2019 started with an IoT theme, I was working on the Azure Sphere board and completed a software implementation of the I2C protocol. I also attended an Azure IoT training course at the end of the month.
The work on the Azure Sphere led to a couple of interesting projects. Firstly in Feb, a magazine article for Diyode magazine. I reworked the magic compass using an Arduino MKR1000 and wrapped it in 3D printed and wooden case. Later in the year, I took this to Prague in June as an example of the Joy of Making, a talk given to the new maker space that had been set up in Microsoft. I also gave a talk this year on IOT Security that included the seven properties of secure systems by Galen Hunt who lead the Azure Sphere project.
In February, I created my own Jumbo LED, which included some of the longest 3D prints I have created. That won me a prize in the Project14 “A question of scale” competition, and later in the year inspired Diyode magazine to create their own version. This project also allowed me to up my Fusion360 skills but more on that later.
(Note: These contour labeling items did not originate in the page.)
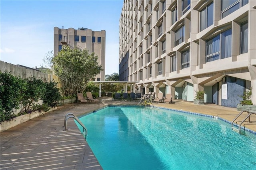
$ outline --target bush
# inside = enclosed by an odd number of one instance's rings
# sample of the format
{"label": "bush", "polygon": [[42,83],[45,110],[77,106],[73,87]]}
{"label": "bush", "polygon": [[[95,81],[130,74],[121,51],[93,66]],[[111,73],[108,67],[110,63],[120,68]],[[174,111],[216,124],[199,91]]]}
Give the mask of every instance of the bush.
{"label": "bush", "polygon": [[36,79],[34,77],[29,77],[26,81],[27,83],[22,91],[23,108],[22,112],[29,113],[33,111],[33,103],[44,97],[46,85],[41,79]]}
{"label": "bush", "polygon": [[19,108],[21,91],[24,84],[21,78],[9,73],[0,71],[0,121],[10,121],[16,117]]}
{"label": "bush", "polygon": [[59,89],[57,87],[57,83],[50,81],[45,83],[45,91],[43,97],[44,103],[51,107],[55,107],[58,105],[60,99],[60,93]]}
{"label": "bush", "polygon": [[196,92],[196,97],[195,98],[198,100],[202,100],[204,99],[204,91],[199,90]]}
{"label": "bush", "polygon": [[240,103],[242,105],[253,105],[252,101],[251,99],[252,97],[252,87],[249,89],[249,91],[244,92],[244,95],[240,96],[243,100],[240,101]]}

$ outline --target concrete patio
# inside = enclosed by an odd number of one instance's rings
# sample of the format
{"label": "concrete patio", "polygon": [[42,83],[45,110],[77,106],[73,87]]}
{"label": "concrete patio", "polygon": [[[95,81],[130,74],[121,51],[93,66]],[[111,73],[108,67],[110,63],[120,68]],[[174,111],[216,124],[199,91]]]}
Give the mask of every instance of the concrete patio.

In February, there were some hasty repairs to the back of the Workshopshed. The neighbours had removed the back fence and that gave me a unique opportunity to see the rear wall. Unfortunately, it was quite rotten so I needed to quickly patch it up before they replaced the fence. The rotten wood was chopped out and replaced with a big slab of OSB. The front of the shed got a minor facelift too with the addition of a vent hole connected to the extractor fan provided by Alfred from the Guild of Makers.
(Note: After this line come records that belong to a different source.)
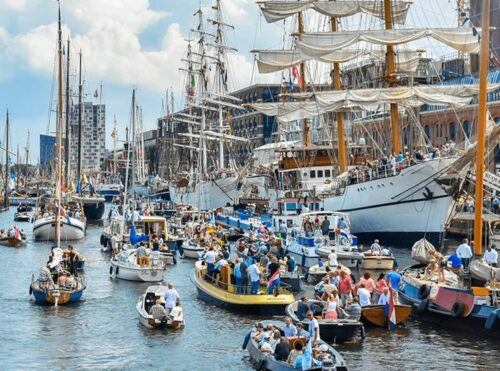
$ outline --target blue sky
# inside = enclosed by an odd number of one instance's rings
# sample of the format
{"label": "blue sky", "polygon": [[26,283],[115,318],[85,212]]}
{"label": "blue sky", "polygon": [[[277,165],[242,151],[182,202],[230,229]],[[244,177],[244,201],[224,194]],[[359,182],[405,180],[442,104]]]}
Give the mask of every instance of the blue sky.
{"label": "blue sky", "polygon": [[[207,10],[214,1],[201,1]],[[144,127],[154,128],[161,114],[167,88],[176,93],[176,108],[182,106],[184,77],[180,59],[185,39],[194,26],[198,0],[62,0],[64,38],[70,35],[84,58],[85,88],[89,99],[100,82],[107,105],[107,137],[116,115],[121,139],[129,121],[132,88],[138,89]],[[409,26],[456,25],[455,1],[415,0],[408,16]],[[252,48],[282,46],[283,30],[291,24],[267,25],[253,0],[223,0],[226,20],[236,26],[228,35],[239,54],[232,55],[230,86],[238,89],[254,82],[279,81],[279,76],[257,75]],[[31,133],[31,162],[38,160],[38,136],[55,130],[48,125],[53,60],[56,45],[57,2],[55,0],[0,0],[0,130],[5,109],[11,113],[14,147],[26,144]],[[359,20],[358,20],[359,21]],[[355,26],[350,20],[345,27]],[[422,41],[429,54],[450,52]],[[76,49],[73,49],[75,51]],[[76,55],[72,54],[75,59]],[[76,81],[76,71],[72,72]],[[0,134],[3,136],[3,134]]]}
March saw some new colours from Sugru, a trip to AutoDesk to see the Guild of Makers and some hints on how to stay motivated from guest poster Patrick Bailey. 2019 has been a good year for guest and sponsored posts with just over one post per month and they have provided some great tips on repairs and projects.
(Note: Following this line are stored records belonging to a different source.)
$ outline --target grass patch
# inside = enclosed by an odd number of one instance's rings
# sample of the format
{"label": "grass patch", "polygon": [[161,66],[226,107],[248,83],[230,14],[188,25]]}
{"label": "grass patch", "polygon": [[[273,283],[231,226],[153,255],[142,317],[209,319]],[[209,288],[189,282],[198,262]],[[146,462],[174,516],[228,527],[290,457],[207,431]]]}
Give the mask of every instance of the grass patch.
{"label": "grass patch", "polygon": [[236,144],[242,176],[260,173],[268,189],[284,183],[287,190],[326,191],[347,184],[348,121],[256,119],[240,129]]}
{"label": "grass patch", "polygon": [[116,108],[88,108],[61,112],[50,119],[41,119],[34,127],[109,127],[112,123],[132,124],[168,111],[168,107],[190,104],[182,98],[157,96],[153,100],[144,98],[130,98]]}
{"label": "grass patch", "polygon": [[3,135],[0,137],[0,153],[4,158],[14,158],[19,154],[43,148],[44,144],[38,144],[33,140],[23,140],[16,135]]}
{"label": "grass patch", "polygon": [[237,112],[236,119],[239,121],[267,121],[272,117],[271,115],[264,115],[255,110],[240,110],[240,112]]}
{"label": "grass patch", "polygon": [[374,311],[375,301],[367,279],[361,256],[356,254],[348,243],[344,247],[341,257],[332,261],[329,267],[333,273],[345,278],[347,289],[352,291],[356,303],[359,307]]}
It has been a mixed year for repairs, several small repairs have gone well but the year started with a failed repair for a cracked mirror. Perhaps that was one of the influences that got me writing a book on failure. That’s still a work in progress but there are several chapters already written and in the summer I looked at what to do when you fail. I attended a great talk on Chaos Engineering at Expedia later in the year which looked at injecting failures into a system to examine its behaviour. A technique aimed at complex distributed computer systems but could also be applied to other areas.
Two articles for HackSpace Magazine were also published in the spring, a 3D printed Binary Keyboard (who needs more than 2 keys) and a remote display using an ESP32, E-Ink display and heat bent perspex casing.
Through the summer, I managed to get the footstool back on its legs and so far it has held together ok. Also in the summer, Diyode magazine published my UV Monitor project and HackSpace magazine published two of my articles on Fusion360.
After several months of effort, the Walking Elephant project was finished and published in September. It was published in 2 parts with a further spin-off servo breakout board. This was my second project using KiCad and again Fusion360 was used for the modelling which needed many iterations to get right.
The autumn brought a new project which should be published in January and I got to play with the new Pi 4 and made a little heatsink for it.
For 2020 my first challenge is to finish off the extractor fan. It is all in place and needs wiring up, having that should make conditions much nicer and stop the smoke detector beeping quite so much. I’d also like to get the Fail book completed, some solid progress was made this year but there’s still some way to go. Other than that, I don’t have too many plans. It would be good to collaborate with some other makers and I hope to visit the guild of makers again in April.